Opinion
2002-02985
Submitted January 22, 2003.
February 18, 2003.
In an action to recover damages for personal injuries, the defendant appeals from an order of the Supreme Court, Suffolk County (Doyle, J.), dated March 7, 2002, which denied her motion for summary judgment dismissing the complaint on the ground that the plaintiff did not sustain a serious injury within the meaning of Insurance Law § 5102(d).
Richard J. Baldwin, Hauppauge, N.Y. (William C. Muller of counsel), for appellant.
Michael S. Langella, Ronkonkoma, N.Y., for respondent.
Before: MYRIAM J. ALTMAN, J.P., NANCY E. SMITH, DANIEL F. LUCIANO, THOMAS A. ADAMS, BARRY A. COZIER, JJ.
DECISION ORDER
ORDERED that the order is affirmed, with costs.

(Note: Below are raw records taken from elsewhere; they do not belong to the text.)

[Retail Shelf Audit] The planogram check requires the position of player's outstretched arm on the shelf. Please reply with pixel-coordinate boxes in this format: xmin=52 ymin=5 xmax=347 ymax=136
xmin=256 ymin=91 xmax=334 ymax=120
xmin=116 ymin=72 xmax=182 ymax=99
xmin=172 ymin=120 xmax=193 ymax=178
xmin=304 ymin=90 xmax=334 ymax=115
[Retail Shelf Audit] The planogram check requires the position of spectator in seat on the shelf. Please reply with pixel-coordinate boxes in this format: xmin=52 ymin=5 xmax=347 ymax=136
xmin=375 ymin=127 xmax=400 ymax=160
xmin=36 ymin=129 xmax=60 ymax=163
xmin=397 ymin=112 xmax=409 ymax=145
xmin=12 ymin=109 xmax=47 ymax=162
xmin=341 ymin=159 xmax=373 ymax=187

The defendant established her prima facie entitlement to summary judgment by submitting, among other things, affirmations by her examining physicians, which indicated that the plaintiff did not sustain a serious injury within the meaning of Insurance Law § 5102(d) (see Gaddy v. Eyler, 79 N.Y.2d 955; Kallicharan v. Sooknanan, 282 A.D.2d 573; Santoro v. Daniel, 276 A.D.2d 478). However, the plaintiff successfully opposed the motion by raising a triable issue of fact (see Toure v. Avis Rent A Car Sys., 98 N.Y.2d 345). Accordingly, the Supreme Court properly denied the defendant's motion for summary judgment.
ALTMAN, J.P., SMITH, LUCIANO, ADAMS and COZIER, JJ., concur.